Thank you again
Thank you again
Re-fixing and re-washing won't harm your film, just do it as normal, agitate the fixer to make sure it gets to the rebates, wash and dry as usual. There's some possibility that the fixer can start dissolving the shadow details on the negative after a few hours in the fixer, but that won't be a problem here.
Drops of water inside the tank could cause condensation on the film, as could a change between warm and cool environments (outside to inside, warm bathroom or kitchen etc). It's possible that condensation formed on the film stuck it to the spiral, stopping chemicals getting to the surface. I've sometimes left film undeveloped in tanks for several days and haven't had any problems. That's the only thing I can think might cause this.
Cheers and good luck,
Ah, my bad sorry. I was under the impression the emulsion was separate to the cellulose instead of being part of it. I'll re-fix & re-wash the film in a different reel tomorrow & hopefully that will solve the problem. Thanks!

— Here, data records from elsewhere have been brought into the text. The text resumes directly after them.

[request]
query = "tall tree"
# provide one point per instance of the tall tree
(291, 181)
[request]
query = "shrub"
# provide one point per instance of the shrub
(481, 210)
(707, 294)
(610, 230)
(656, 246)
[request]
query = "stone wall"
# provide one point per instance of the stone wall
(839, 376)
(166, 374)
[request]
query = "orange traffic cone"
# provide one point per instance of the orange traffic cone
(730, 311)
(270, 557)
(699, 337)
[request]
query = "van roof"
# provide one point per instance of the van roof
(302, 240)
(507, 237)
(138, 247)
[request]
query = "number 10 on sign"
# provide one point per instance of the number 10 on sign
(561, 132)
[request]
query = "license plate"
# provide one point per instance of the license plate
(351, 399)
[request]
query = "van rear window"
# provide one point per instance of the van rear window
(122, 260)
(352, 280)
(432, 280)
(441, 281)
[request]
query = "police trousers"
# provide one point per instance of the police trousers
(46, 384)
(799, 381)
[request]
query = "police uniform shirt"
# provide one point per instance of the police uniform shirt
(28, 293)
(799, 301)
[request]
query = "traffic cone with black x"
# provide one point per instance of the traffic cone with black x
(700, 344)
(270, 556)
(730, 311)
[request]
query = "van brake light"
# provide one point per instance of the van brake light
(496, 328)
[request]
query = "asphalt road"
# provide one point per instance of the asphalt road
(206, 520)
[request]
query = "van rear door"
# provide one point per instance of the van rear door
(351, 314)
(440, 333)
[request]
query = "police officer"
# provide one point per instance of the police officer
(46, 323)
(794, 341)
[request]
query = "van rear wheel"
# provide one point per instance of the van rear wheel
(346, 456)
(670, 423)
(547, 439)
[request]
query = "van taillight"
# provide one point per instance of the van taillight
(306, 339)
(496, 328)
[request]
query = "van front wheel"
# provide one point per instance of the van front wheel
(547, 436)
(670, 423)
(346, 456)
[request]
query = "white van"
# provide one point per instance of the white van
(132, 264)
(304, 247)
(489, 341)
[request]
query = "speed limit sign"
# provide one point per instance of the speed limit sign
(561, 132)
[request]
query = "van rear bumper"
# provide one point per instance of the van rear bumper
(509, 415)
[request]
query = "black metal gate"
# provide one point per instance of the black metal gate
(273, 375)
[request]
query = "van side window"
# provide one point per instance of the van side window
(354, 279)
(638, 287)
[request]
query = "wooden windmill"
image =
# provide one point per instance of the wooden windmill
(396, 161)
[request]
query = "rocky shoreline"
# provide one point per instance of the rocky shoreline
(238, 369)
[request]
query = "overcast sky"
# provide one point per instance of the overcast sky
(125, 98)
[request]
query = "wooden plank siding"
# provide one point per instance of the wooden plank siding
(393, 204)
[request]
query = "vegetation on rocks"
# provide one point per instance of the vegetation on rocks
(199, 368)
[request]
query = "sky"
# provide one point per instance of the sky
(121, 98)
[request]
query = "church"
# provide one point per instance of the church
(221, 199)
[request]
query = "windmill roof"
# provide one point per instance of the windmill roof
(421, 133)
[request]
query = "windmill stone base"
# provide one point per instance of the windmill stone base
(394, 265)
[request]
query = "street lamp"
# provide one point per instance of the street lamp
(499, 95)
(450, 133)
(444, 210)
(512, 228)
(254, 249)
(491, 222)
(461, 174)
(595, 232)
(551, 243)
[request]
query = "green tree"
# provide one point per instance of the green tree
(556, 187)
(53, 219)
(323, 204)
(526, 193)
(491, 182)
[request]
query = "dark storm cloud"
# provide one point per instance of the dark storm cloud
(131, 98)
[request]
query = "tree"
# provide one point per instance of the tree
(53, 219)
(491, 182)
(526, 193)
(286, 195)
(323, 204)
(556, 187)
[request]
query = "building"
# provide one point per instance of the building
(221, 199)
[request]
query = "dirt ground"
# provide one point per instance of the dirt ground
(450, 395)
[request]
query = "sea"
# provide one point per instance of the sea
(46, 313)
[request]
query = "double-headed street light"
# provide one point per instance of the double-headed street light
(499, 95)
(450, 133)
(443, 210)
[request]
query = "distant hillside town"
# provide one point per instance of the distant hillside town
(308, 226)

Most likely there was moisture either on the reels or in the air in the tank. Sitting there for three days, the emulsion on the film absorbed that moisture, causing the film to stick in the channels of the reels. When you started the development process, the developer and other liquids weren't able to be absorbed into the emulsion because the stuck on reel got in the way.

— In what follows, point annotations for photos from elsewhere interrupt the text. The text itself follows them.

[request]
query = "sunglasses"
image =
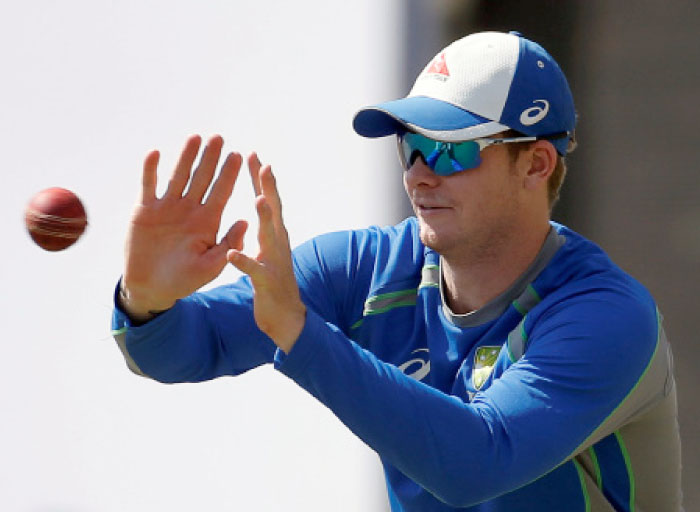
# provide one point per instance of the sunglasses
(446, 158)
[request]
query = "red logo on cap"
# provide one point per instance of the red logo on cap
(439, 66)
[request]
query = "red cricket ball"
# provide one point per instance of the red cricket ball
(55, 218)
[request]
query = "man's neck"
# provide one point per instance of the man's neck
(472, 282)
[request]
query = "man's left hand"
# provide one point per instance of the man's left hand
(278, 309)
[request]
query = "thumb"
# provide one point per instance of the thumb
(244, 263)
(233, 239)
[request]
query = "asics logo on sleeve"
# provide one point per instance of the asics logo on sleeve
(418, 367)
(535, 114)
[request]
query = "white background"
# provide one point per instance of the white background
(88, 88)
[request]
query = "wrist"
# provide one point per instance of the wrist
(295, 325)
(138, 310)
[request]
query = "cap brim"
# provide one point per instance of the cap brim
(430, 117)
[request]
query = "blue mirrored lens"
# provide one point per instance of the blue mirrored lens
(444, 158)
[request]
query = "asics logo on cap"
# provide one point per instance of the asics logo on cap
(438, 66)
(535, 114)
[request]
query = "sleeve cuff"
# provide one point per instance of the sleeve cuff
(305, 348)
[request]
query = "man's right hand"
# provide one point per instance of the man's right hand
(171, 248)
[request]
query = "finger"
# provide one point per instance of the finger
(266, 229)
(268, 184)
(201, 179)
(234, 237)
(181, 174)
(149, 179)
(254, 167)
(223, 186)
(232, 240)
(245, 264)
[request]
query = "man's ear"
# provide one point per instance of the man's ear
(541, 162)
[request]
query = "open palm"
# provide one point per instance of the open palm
(171, 248)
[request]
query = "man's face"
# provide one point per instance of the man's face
(467, 213)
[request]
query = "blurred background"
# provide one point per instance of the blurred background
(90, 86)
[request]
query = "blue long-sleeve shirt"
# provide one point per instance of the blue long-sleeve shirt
(557, 395)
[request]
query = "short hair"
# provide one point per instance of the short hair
(556, 179)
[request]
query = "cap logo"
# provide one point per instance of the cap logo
(438, 66)
(534, 114)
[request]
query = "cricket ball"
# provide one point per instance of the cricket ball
(55, 218)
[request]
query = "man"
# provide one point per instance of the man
(494, 360)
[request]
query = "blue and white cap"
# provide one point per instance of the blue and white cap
(482, 84)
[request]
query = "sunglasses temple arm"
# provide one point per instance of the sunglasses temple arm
(432, 158)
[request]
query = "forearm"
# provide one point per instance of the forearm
(201, 337)
(437, 440)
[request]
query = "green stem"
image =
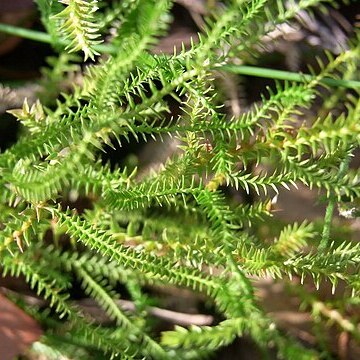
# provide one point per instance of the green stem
(46, 38)
(325, 239)
(236, 69)
(286, 75)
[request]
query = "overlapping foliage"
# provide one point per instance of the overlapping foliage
(134, 233)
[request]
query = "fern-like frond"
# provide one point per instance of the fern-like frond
(78, 24)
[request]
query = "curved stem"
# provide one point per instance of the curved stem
(324, 243)
(236, 69)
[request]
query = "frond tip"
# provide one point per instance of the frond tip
(78, 24)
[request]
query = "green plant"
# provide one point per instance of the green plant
(173, 225)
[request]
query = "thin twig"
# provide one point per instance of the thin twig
(325, 239)
(236, 69)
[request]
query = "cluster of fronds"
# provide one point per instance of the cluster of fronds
(192, 236)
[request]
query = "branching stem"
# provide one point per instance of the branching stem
(330, 208)
(236, 69)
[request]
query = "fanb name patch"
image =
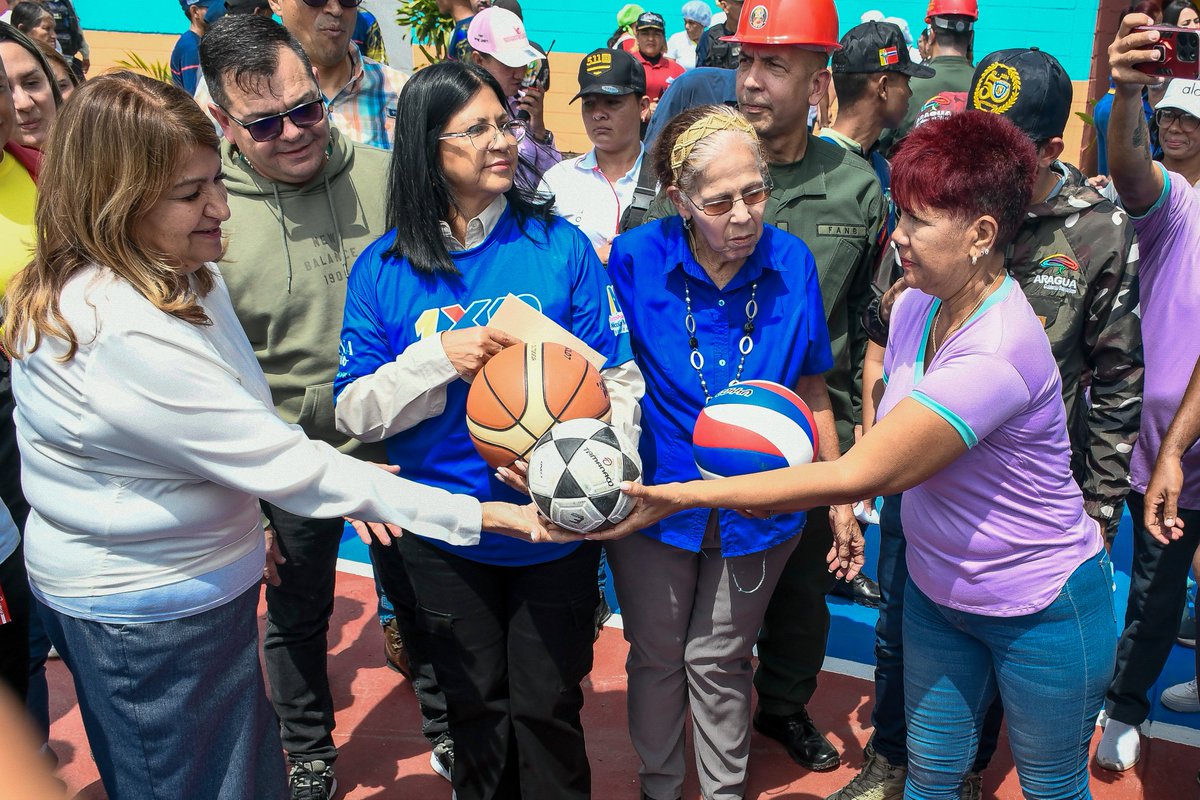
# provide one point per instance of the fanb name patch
(841, 230)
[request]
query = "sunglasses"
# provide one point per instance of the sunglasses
(304, 115)
(1164, 116)
(717, 208)
(483, 134)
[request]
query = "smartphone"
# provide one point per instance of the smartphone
(1179, 53)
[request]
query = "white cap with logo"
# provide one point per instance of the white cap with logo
(501, 34)
(1182, 95)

You do not necessarily need to put the film back on to the reels to refix and wash them, but you can. The entire process can of course be done in the light as well.
supersara2001, from what I understand, you have some yellow spots on the film.

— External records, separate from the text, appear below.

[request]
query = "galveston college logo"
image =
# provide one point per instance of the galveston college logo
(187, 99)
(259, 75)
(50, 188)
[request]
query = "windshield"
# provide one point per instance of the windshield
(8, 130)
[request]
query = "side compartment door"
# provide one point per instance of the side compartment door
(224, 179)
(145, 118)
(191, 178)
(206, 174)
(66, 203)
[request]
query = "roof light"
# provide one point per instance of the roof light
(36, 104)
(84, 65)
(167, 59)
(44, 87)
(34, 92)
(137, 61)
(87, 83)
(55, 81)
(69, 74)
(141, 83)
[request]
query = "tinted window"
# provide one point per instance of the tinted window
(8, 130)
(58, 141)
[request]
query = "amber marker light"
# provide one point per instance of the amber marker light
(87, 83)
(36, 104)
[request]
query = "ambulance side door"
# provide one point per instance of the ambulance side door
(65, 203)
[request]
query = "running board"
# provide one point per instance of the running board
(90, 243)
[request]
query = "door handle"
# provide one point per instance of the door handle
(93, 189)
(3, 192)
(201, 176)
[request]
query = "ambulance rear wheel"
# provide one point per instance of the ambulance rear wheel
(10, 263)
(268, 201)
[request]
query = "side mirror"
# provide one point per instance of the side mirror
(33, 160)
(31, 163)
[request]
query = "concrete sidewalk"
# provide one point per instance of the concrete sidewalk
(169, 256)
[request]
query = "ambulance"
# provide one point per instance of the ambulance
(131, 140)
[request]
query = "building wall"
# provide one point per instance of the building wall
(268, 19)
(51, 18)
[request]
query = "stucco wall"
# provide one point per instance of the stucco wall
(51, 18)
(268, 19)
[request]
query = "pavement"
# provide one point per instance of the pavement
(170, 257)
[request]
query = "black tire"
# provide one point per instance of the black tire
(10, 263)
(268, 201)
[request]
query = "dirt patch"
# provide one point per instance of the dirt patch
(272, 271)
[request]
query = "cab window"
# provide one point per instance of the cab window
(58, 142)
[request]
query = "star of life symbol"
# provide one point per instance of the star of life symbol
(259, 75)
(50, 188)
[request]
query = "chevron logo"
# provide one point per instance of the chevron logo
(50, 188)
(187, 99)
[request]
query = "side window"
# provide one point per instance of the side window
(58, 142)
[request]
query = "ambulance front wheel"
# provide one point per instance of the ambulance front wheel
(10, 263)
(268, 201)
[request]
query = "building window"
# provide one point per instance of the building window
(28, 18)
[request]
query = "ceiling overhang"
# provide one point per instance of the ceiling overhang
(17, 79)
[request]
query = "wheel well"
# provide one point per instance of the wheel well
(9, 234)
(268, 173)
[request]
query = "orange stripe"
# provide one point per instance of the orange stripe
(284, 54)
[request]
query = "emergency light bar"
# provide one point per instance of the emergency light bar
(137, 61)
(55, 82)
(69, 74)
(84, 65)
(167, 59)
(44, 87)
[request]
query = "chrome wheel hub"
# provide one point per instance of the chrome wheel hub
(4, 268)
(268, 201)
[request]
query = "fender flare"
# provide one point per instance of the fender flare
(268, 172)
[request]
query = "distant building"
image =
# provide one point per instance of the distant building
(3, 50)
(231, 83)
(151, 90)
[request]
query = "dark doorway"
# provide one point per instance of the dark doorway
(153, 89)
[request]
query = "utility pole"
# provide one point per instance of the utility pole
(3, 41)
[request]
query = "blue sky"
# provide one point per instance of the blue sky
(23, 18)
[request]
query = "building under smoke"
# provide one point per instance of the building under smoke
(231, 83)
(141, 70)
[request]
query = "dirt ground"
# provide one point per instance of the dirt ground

Refixare and rewashing operations are never bad.
After me, the yellow dots that you know the film appeared to be thiosulphate decomposition in sulfite and colloidal sulfur.
Those particles can be colloidal sulfur yellow.
Washing with water and use to end substance that reduce surface tension
can do better.
Filter the fixer solution or replace.
Those "creamy" stripes were visible after opening the reel, they can't be due to decomposition at this stage.
Thank you all, I really appreciate the help & warm welcome to the forums :)
I have an old dish rack from the kitchen to dry utensils and containers in.
(Took the one from the kitchen counter then bought the wife a new one.)
Setting containers right side up while drying lets water collect at the bottom where it doesn't dry quickly. Setting containers upside down stops water collecting but, without enough air circulation, they don't dry quickly that way, either. Having a drying rack where containers can sit, upside down, with good air circulation, allows them to dry better.
I suppose, if you were careful to clean everything well enough, that you could dry your developing tank on the sink board in your kitchen but I prefer to keep darkroom stuff and food stuff separate. However, if you live in an apartment with limited space and resources, you might have to get creative. Just be extra careful to keep chemicals and foodstuffs far apart.